Oil and Gas – Patent Analysis

RU Patents (Russian Patents)

Russian patent trends have seen dynamism over the past many years. Patent filings fell during the Great Recession in 2008, in both Oil and Gas patents and the total patent universe. Following this decrease, both industries experienced a period of rapid intellectual property acquisition that lasted until 2012. The numbers are thought to decline further as the world awaits cleaner and environmentally friendly energy sources. Russia owns about 5893 patents out of which 35% are held by top 10 players.

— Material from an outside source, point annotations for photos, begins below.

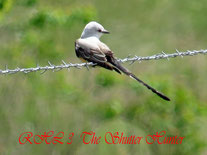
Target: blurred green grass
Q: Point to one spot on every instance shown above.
(34, 31)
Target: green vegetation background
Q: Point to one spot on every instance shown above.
(36, 31)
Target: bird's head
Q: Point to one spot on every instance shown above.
(93, 29)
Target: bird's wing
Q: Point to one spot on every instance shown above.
(93, 53)
(88, 51)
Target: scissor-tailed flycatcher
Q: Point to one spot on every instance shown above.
(90, 49)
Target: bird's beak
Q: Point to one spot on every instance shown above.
(105, 31)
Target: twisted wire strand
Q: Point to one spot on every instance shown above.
(65, 65)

Russia's largest gas producers are Gazprom and Novatek; however, numerous Russian oil corporations, including Rosneft, also have gas producing facilities. The state-owned Gazprom is the largest gas producer, but its share of output has dropped in recent years as Novatek and Rosneft have increased their capacity. In 2021, Gazprom was still responsible for 68 per cent of Russian gas output. Traditionally, production was concentrated in West Siberia, but in the last decade, investment has transferred to Yamal and Eastern Siberia and the Far East and the offshore Arctic. The availability of highly skilled employees, the overall high quality and intensity of research and development (R&D), and the corporations' policies of placing their technological centres in major cities all contribute to the greater concentration of patenting activity in metropolitan locations.


EP Patents (European Patents)

European Union has only 4667 patents in the Oil and Gas domain with 29% holdings by the top 10 players. The patent trend cannot rise because of the geographical conditions prevalent. The volume of oil output in the European Union has decreased dramatically since the turn of the century. During this time, production peaked at 168 million metric tonnes in 2000. This had dropped to 19 million metric tonnes by 2020. The United Kingdom was once a major oil producer in the EU, but its reserves have shrunk by nearly half since 1995.

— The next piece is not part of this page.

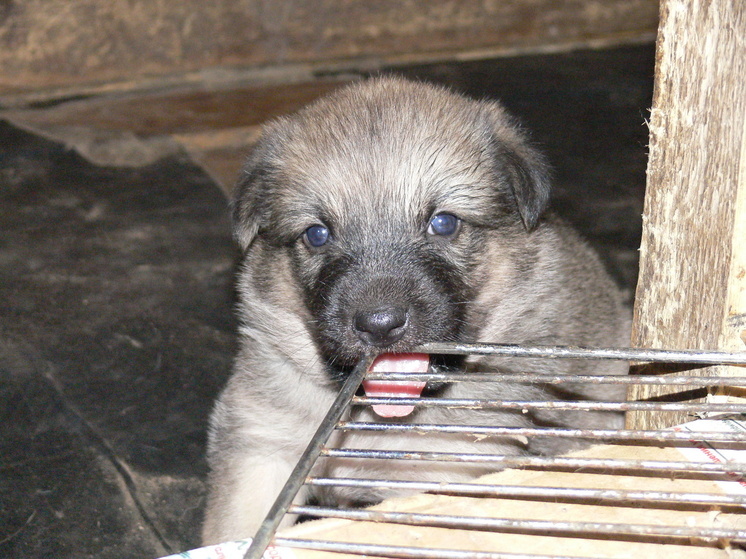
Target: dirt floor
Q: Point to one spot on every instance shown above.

Recent Developments in the wake of the Russian invasion of Ukraine

In response to Russia's invasion of Ukraine in 2022, the United States and the European Union have implemented harsh sanctions to destroy Russia's economy. However, these ambitious moves come with some potentially nasty consequences: Russia is not just one of the world's major energy exporters but also Europe's main source of these fuels.


The International Energy Agency proposed several new measures to help the EU reduce its dependency on Russian natural gas. New recommendations include, among other things, stopping new gas supply contracts with Russia, replacing Russian supplies with gas from alternate sources, speeding up renewable energy deployment, and expanding power generation from bio-energy and nuclear reactors. The proposal also calls for hastening the replacement of gas boilers with heat pumps and boosting energy efficiency improvements in buildings and businesses.


What will be the impact on Russia?

While Europe relies on Russia for a considerable portion of its energy demands, it is also Russia's largest client, consuming over three-quarters of the gas it produces, resulting in huge cash for Moscow. Russia also sells oil to Europe, and oil and gas exports account for a significant amount of Russia's state budget. A longer-term trade blockade of Europe would be unfavorable.


Conclusion

To lessen its reliance on Russian gas, the EU will need to make a concerted and sustained policy effort across many sectors, as well as strong international engagement on energy markets and security. There are several links between European policy decisions and global market equilibrium. Improving international coordination with alternative pipeline and LNG suppliers, as well as other significant gas importers and users, would be critical. Clear communication between governments, industry and consumers is also necessary for successful implementation. As the world's foremost energy authority, the IEA will continue to serve as a focal point for the global conversation on attaining a secure and sustainable energy future.